W 453 r. Attyla zdecydował się przekroczyć granicę Cesarstwa Wschodniorzymskiego, gdzie nowy władca Marcjanus odmówił zapłacenia daniny należnej na mocy traktatu. Ale potem los zadał trzeci, w pełnym tego słowa znaczeniu, śmiertelny cios Attili - z jakiegoś nieznanego powodu umarł we śnie w noc swojego ślubu z Ildeką, prawdopodobnie pochodzenia niemieckiego. Istnieje wersja, że to nowożeńcy zabili zaciekłego władcę Hunów, mszcząc ruiny jej kraju i eksterminację jej ludu.

Image
Image

Ci, którzy go pochowali i ukryli skradzione skarby, zostali zabici przez Hunów, aby nikt nie mógł znaleźć grobu króla. Jego spadkobiercami zostali liczni synowie, którzy podzielili między siebie stworzone imperium Hunów.

Jednak imperium Hunów nie trwało długo. Po klęsce na polach katalaunijskich ten kruchy związek państwowy zaczął się rozpadać, a wkrótce po śmierci Attyli ostatecznie upadł. Wkrótce Hunowie zniknęli całkowicie z historii świata.

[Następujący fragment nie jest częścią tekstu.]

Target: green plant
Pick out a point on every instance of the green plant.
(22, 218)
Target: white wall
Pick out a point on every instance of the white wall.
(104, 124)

Zagrożenie ze strony Hunów przez krótki czas gromadziło różne siły wokół Cesarstwa Rzymskiego, ale po zwycięstwie Katalaunii i odparciu zagrożenia ze strony Hunów procesy wewnętrznego rozpadu imperium nasiliły się. Królestwa barbarzyńców przestały się liczyć z cesarzami i prowadziły niezależną politykę.

Kilka lat później, w 454 roku, cesarz Walentynian III - jak to często bywa w historii - „podziękował” swojemu wybawcy Aetiuszowi, dźgając go własnymi rękami.

Od tego momentu Rzym nie miał już obrońcy. Nie trwało to długo - w 455 roku Wandale wkroczyli do Rzymu i całkowicie go splądrowali.